Por qué se celebra el Día Mundial de los Humedales
A pesar de su importancia para las diversas especies, estos ecosistemas se encuentran en peligro: la superficie y la calidad de los humedales siguen disminuyendo en la mayoría de regiones del mundo, advierte la Convención.
Se estima que casi el 90 % de los humedales se ha degradado desde el siglo XVIII, y su velocidad de pérdida es tres veces mayor que la de los bosques, informa el sitio web del Día Mundial.
Entre las actividades humanas que provocan la pérdida de humedales, la ONU menciona: el drenaje y relleno para usos en la agricultura y la construcción, la contaminación, la pesca excesiva y la sobreexplotación de recursos, las especies invasoras y el cambio climático.
“Es urgente la sensibilización de las personas para revertir la pérdida acelerada de estos espacios y promover su conservación y restauración”, destaca la web del evento.

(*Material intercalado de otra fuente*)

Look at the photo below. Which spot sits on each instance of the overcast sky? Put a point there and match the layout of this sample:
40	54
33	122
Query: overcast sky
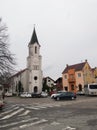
66	31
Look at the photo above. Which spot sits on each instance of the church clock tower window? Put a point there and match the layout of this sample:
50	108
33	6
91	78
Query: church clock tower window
35	49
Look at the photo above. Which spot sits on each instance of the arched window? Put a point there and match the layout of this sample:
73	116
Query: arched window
35	89
80	87
35	49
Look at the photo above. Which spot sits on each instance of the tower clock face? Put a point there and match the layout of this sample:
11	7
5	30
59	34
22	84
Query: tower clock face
35	60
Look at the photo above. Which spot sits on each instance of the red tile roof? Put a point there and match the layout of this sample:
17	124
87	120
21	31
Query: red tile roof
77	67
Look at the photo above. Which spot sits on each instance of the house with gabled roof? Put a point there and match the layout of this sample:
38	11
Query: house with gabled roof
76	76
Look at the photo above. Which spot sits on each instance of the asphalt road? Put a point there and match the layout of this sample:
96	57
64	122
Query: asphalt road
47	114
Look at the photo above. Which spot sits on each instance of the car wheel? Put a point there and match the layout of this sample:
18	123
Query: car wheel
72	98
58	98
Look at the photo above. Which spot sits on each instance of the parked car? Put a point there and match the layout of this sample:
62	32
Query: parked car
65	96
55	94
36	95
8	94
25	94
1	104
44	94
80	93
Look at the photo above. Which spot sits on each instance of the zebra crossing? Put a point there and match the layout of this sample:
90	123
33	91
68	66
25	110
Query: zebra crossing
19	116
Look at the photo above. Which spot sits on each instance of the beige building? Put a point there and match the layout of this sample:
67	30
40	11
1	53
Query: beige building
77	75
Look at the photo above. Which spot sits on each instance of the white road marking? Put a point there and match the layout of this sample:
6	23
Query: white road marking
12	114
69	128
34	123
15	123
9	111
34	108
25	113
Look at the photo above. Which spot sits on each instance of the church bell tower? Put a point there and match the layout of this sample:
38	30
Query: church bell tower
34	65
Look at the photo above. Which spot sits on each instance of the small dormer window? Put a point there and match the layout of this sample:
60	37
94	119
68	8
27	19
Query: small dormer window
35	49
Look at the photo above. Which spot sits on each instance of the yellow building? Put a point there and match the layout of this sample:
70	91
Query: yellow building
77	75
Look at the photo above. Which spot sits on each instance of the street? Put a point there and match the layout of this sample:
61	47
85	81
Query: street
47	114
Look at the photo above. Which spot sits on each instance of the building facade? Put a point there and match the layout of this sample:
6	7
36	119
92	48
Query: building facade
30	79
76	76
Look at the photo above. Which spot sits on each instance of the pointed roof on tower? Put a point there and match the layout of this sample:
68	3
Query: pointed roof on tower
34	38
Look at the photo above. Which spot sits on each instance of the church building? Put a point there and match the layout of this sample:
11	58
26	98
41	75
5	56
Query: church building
30	78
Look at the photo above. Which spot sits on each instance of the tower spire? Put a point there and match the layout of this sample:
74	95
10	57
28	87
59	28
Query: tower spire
34	38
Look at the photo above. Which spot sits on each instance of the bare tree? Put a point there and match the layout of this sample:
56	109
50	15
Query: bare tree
7	60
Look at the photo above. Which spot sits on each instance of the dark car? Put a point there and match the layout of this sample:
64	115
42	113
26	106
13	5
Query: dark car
36	95
65	96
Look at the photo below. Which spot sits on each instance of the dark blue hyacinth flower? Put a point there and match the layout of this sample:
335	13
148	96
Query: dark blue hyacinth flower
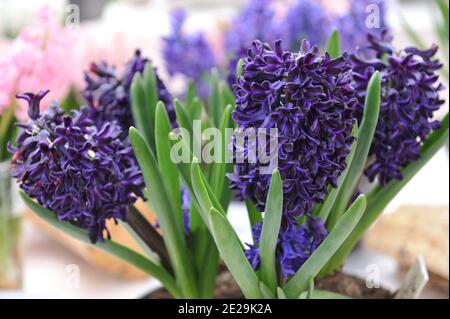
188	54
310	99
410	96
107	93
295	245
84	174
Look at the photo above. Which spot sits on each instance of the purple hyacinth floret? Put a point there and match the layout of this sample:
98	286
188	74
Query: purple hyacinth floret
306	19
84	174
309	98
409	97
107	93
295	245
188	54
363	17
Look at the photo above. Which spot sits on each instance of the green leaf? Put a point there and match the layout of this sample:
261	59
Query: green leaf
270	231
334	44
230	249
365	136
150	87
380	197
6	130
325	208
142	114
444	11
108	246
182	117
309	270
162	206
254	216
168	169
265	291
202	192
215	105
218	170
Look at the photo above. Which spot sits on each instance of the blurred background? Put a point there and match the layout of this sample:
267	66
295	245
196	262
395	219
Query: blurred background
44	264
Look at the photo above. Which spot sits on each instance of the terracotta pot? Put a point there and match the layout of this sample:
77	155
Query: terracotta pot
338	282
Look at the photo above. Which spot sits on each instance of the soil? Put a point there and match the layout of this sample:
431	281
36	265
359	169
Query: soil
339	282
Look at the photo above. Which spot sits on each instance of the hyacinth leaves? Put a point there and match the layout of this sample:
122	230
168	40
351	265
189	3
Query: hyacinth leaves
109	246
270	231
334	44
365	136
380	197
311	268
165	211
143	112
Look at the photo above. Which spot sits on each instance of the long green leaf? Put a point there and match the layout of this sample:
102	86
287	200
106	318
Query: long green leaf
182	117
218	170
150	87
254	216
334	44
163	207
215	105
325	208
142	115
233	255
265	291
270	230
168	169
108	246
309	270
365	136
444	10
382	196
6	130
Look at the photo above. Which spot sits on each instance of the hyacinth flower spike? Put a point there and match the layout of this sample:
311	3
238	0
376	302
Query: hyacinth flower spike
81	177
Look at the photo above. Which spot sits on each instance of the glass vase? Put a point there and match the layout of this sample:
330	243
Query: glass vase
10	231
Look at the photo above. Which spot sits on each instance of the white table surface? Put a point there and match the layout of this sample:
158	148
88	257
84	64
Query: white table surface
47	261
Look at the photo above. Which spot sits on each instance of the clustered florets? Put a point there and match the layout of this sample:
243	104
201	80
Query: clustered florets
409	96
310	100
84	174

Por eso, con el objetivo de celebrar su existencia y generar conciencia sobre la importancia de su conservación, la Asamblea General de las Naciones Unidas proclamó en 2021 el Día Mundial de los Humedales, que se celebra el 2 de febrero de cada año.
En 2024, el tema del Día Mundial es “Los humedales y el bienestar humano”, que pone de relieve la gran interconexión entre estos sitios y la vida humana y subraya la manera en que todos los aspectos del bienestar humano están ligados a la salud de los humedales del mundo, ya que las personas obtienen sustento, inspiración y resiliencia de estos productivos ecosistemas.
Qué tipos de humedales existen:
En general, informa un documento de Ramsar de 2016 titulado Introducción a la Convención sobre los Humedales, estos espacios se pueden clasificar según cinco categorías principales:
Marinos: incluye humedales costeros, inclusive lagunas costeras, costas rocosas, praderas de pastos marinos y arrecifes de coral.
Estuarinos: abarca deltas, marismas de marea y bajos intermareales de lodo, y manglares.
Lacustres: humedales asociados con lagos.
Ribereños: aquellos que se encuentran adyacentes a ríos y arroyos.
Palustres: es decir, pantanosos. Comprende marismas, pantanos y ciénagas.
No obstante, la Convención también reconoce humedales artificiales. Es decir, estanques de cría de peces y camarones, estanques de granjas, tierras agrícolas de regadío que incluyen arrozales, depresiones inundadas, salinas, represas, embalses, estanques de grava, piletas de tratamiento de aguas residuales y canales.